Spectrum Management - From the Early Years to the 1990s

by Laval Desbiens

Page 18 of 26

Surveillance and Monitoring Receivers Over the Years

Some HF receivers

(Click on the small photos to enlarge)

The SPARC Museum in Vancouver has a receiver on display that is similar to the one apparently built by the Canadian Government Radio Service.

HRO, 9 tubes, from 1934 - this receiver model was very common in interception centres during the 1939-1945 war. At frequencies above 28 megahertz, use of the Hallicrafter S27 was nevertheless required.

Hallicrafter S27, much more sensitive in the 30 megahertz range.

National NC100, 12 tubes, covered 540 kHz to 30 MHz.

CSR5, made in Montreal by Marconi, from 1942, covers 80 kHz to 30 MHz - frequently used on Royal Navy vessels.

AR88LF made by RCA, a very sensitive, stable receiver.

National's HRO60, less effective than the RCA above.
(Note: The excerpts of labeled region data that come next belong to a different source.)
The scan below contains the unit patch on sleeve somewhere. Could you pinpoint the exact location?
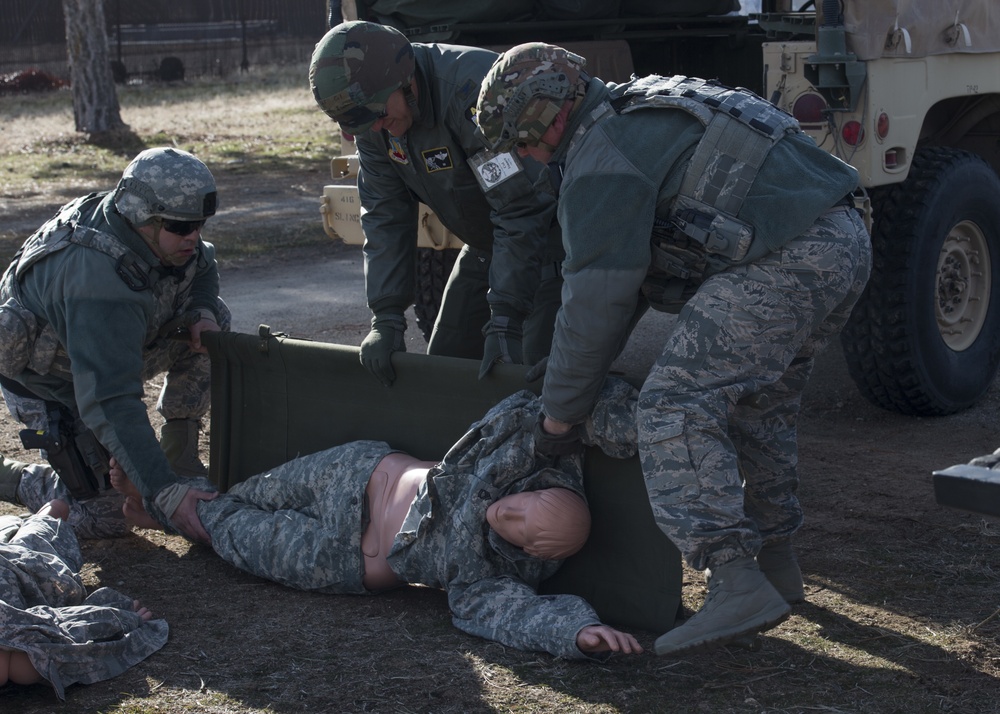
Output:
[420,146,455,174]
[469,151,524,191]
[389,136,410,166]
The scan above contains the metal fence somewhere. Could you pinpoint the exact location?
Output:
[0,0,328,82]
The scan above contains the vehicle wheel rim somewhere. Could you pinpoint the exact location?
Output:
[935,221,991,352]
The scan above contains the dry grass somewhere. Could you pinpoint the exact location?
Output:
[0,66,339,263]
[0,68,1000,714]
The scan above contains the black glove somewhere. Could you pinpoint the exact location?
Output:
[534,412,585,456]
[361,312,406,387]
[479,309,524,379]
[524,355,549,382]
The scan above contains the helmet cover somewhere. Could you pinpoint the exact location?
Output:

In addition, it required several plug-in coil sets to change bands, which was not very convenient. Covered 50 kHz to 54 MHz, double conversion above 7 MHz, AM and CW.

The Hammarlund HQ129X, from 1945. It was used by the district offices in particular. A bandspread was provided for amateur radio bands. Some offices had the SP600 and others had the GPR90 from Technical Material Corporation.
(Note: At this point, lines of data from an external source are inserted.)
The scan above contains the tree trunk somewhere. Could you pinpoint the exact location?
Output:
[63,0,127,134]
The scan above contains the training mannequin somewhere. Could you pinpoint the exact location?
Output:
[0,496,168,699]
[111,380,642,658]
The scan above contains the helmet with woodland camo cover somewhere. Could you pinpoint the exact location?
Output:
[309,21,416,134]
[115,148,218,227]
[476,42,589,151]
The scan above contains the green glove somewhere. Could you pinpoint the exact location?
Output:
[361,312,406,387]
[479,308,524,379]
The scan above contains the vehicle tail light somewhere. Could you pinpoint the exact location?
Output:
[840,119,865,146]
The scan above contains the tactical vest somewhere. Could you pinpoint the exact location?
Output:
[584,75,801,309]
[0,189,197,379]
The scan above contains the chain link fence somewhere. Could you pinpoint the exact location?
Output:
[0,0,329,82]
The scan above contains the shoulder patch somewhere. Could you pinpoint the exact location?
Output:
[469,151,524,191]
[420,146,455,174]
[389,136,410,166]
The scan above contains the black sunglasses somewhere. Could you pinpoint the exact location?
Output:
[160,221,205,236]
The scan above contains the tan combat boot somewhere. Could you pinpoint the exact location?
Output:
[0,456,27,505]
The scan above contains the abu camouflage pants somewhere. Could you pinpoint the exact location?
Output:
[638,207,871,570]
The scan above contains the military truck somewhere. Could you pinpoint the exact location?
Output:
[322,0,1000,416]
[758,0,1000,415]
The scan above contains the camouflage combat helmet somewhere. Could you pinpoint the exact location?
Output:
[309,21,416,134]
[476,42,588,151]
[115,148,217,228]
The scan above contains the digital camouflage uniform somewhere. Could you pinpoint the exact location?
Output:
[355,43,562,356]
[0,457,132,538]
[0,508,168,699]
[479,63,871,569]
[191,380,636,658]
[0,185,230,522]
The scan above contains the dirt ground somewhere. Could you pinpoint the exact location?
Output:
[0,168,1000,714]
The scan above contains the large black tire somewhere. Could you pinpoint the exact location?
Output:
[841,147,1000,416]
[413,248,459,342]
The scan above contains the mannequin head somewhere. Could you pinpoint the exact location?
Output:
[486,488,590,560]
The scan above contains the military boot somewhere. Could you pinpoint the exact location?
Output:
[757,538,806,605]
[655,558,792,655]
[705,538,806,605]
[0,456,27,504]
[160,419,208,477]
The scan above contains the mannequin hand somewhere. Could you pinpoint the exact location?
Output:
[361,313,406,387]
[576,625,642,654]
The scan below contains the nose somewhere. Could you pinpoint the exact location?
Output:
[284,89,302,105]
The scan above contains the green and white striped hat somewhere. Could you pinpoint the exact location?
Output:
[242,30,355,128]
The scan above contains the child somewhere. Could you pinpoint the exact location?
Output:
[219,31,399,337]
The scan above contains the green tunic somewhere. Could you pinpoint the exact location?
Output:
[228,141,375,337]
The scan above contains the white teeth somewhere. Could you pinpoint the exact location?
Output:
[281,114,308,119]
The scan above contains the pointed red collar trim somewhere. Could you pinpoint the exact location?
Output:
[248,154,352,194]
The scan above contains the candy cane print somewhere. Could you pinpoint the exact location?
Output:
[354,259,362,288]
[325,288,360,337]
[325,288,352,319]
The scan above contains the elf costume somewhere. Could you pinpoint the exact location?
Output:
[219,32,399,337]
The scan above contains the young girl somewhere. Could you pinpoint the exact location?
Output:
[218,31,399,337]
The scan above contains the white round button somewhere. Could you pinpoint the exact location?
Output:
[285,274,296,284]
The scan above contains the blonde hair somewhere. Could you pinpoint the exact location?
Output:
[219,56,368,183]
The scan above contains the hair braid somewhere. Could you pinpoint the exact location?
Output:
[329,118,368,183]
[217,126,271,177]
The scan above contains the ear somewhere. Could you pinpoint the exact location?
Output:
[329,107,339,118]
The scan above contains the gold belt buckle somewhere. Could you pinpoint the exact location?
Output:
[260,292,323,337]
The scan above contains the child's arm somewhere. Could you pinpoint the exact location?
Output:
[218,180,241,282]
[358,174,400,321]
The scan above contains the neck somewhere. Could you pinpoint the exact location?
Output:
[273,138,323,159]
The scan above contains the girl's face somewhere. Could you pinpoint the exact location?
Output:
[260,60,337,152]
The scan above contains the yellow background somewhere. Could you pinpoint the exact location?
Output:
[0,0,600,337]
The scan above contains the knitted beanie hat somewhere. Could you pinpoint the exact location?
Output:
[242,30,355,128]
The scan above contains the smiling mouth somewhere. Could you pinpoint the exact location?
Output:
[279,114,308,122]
Racal RA17 circa 1960, the arrival of this receiver in Beaumont made many people happy. Calibrated to the kilohertz, very sensitive and stable, it was relatively easy to modify and adapt for measuring frequencies.

Racal 1217, a transistorized version of the former, with a few changes with respect to conversion. An unstable receiver that was subject to overloading.
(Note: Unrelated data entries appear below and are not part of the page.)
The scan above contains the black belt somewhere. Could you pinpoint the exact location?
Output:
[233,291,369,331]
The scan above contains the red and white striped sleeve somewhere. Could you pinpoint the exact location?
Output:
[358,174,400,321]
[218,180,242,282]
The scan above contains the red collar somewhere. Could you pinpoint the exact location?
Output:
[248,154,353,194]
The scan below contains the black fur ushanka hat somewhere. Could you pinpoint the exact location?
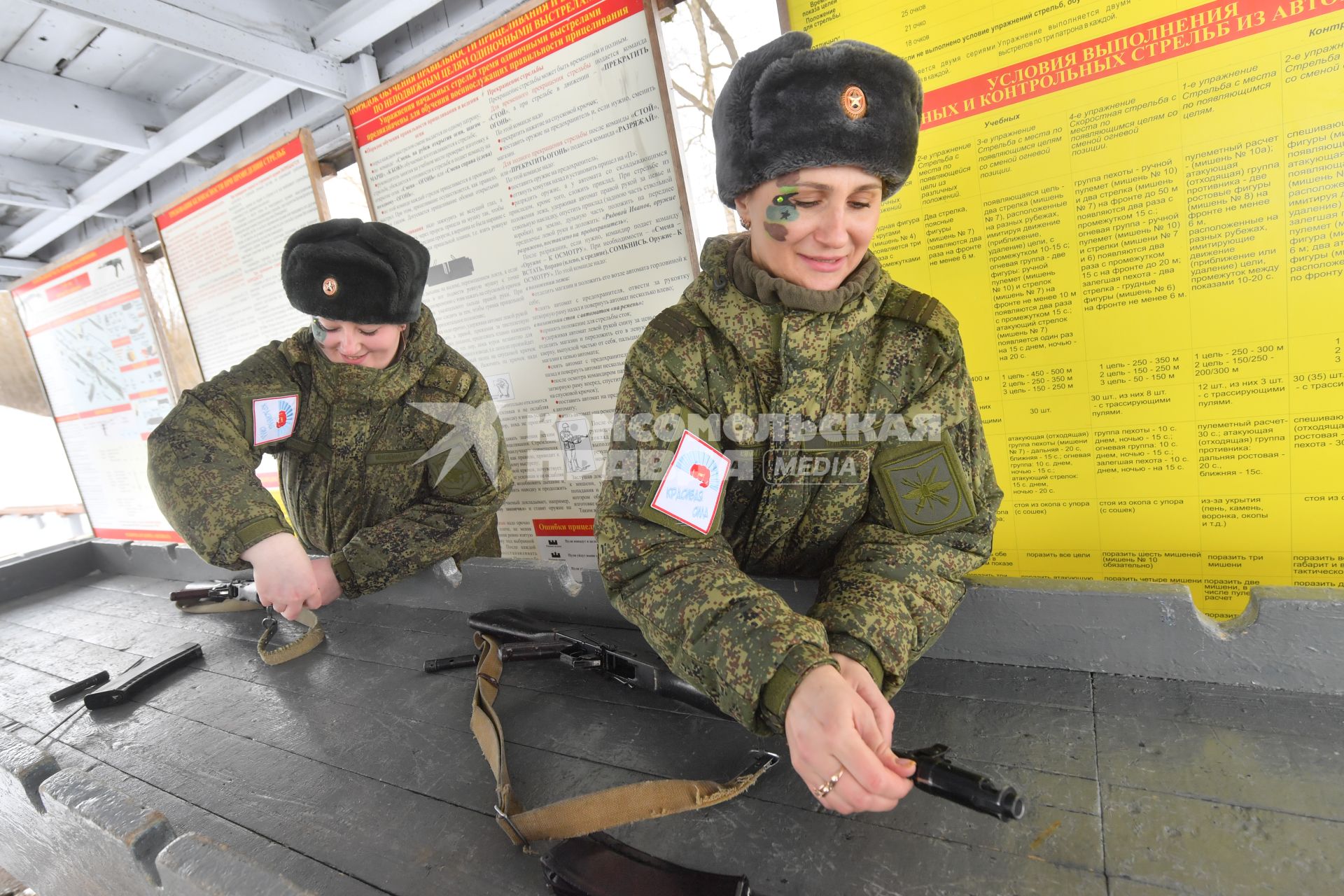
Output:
[714,31,923,207]
[279,218,428,323]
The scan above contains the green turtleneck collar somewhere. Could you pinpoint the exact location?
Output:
[724,237,882,312]
[284,307,444,407]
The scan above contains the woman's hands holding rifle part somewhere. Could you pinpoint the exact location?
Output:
[783,654,916,816]
[242,532,342,621]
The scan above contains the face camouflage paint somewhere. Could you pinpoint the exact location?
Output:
[764,178,798,243]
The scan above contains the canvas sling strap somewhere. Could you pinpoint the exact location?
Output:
[178,601,327,666]
[472,631,780,852]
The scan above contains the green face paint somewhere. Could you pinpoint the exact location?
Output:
[764,181,798,243]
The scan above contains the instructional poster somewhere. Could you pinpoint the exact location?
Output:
[348,0,692,567]
[12,231,181,541]
[155,130,327,379]
[789,0,1344,618]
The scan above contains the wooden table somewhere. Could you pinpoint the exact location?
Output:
[0,573,1344,896]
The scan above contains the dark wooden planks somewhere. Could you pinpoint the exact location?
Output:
[0,661,540,893]
[1102,785,1344,896]
[0,578,1118,886]
[0,716,387,896]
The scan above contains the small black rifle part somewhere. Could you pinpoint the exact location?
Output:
[85,643,204,709]
[542,832,764,896]
[168,579,260,607]
[892,744,1027,821]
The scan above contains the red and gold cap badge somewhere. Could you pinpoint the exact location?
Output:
[840,85,868,121]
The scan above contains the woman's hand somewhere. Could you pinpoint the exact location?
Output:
[783,664,916,816]
[242,532,318,621]
[831,653,897,752]
[304,557,342,610]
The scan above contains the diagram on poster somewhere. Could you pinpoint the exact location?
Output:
[12,232,180,541]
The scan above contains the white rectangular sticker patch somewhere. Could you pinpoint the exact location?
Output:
[253,393,298,444]
[649,430,732,535]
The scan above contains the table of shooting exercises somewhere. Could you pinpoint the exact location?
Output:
[0,545,1344,896]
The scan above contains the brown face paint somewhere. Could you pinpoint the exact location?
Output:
[764,178,798,243]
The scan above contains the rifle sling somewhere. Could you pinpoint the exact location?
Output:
[177,601,327,666]
[472,631,770,852]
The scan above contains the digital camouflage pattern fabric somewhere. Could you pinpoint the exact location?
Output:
[149,307,513,596]
[596,238,1002,734]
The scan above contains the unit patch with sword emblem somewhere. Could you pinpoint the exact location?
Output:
[872,430,976,535]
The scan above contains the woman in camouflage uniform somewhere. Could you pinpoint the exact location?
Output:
[149,219,513,620]
[596,32,1001,813]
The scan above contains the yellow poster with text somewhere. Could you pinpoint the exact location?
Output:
[789,0,1344,618]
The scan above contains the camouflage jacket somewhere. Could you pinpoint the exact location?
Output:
[596,238,1002,734]
[149,307,513,596]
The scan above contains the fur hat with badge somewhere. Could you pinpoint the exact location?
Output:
[279,218,428,323]
[714,31,923,207]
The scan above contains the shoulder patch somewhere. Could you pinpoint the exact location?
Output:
[878,289,957,340]
[251,392,298,447]
[649,304,710,339]
[419,364,466,395]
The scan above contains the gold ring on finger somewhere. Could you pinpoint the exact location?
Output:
[816,766,844,799]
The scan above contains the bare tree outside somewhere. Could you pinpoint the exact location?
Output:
[662,0,780,244]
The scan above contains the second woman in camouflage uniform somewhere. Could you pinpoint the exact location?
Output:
[596,32,1001,811]
[149,219,513,620]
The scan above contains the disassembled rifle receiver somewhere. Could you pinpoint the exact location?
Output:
[425,610,1027,821]
[47,669,111,703]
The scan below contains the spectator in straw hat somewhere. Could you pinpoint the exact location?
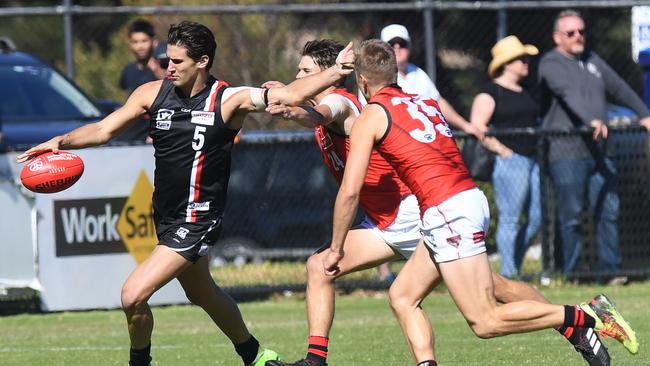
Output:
[470,36,541,277]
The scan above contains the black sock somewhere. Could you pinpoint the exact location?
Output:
[129,343,151,366]
[562,305,596,328]
[305,336,329,366]
[233,334,260,365]
[417,360,438,366]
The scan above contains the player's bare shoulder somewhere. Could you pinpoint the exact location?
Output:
[126,80,163,109]
[221,86,267,129]
[351,103,389,141]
Racal 1772, frequency synthesized and enabling easy frequency measurement. A very effective receiver.


  Some VHF/UHF receivers

The Eddystone 770R receiver, covering 19 to 165 megahertz and the 770U, with a similar chassis, covering 150 to 500 megahertz. Broadband filter that allowed for some frequency drift on the local oscillator.

Made by Vitro Electronics, apparently the model used by NASA. Relatively sensitive and tolerant to overload through use of the Nuvistor.

Astro SR208.

CEI and Watkins-Johnson, 906A covering 30 to 300 MHz with a 300-1,000 MHz down converter and 60 MHz output. A simple conversion that made it easy to measure frequencies by coupling into a mixer for the local oscillator and the 21.4 MHz IF output.

The modern day receiver, controlled by computer, making it possible to scan thousands of frequencies per minute.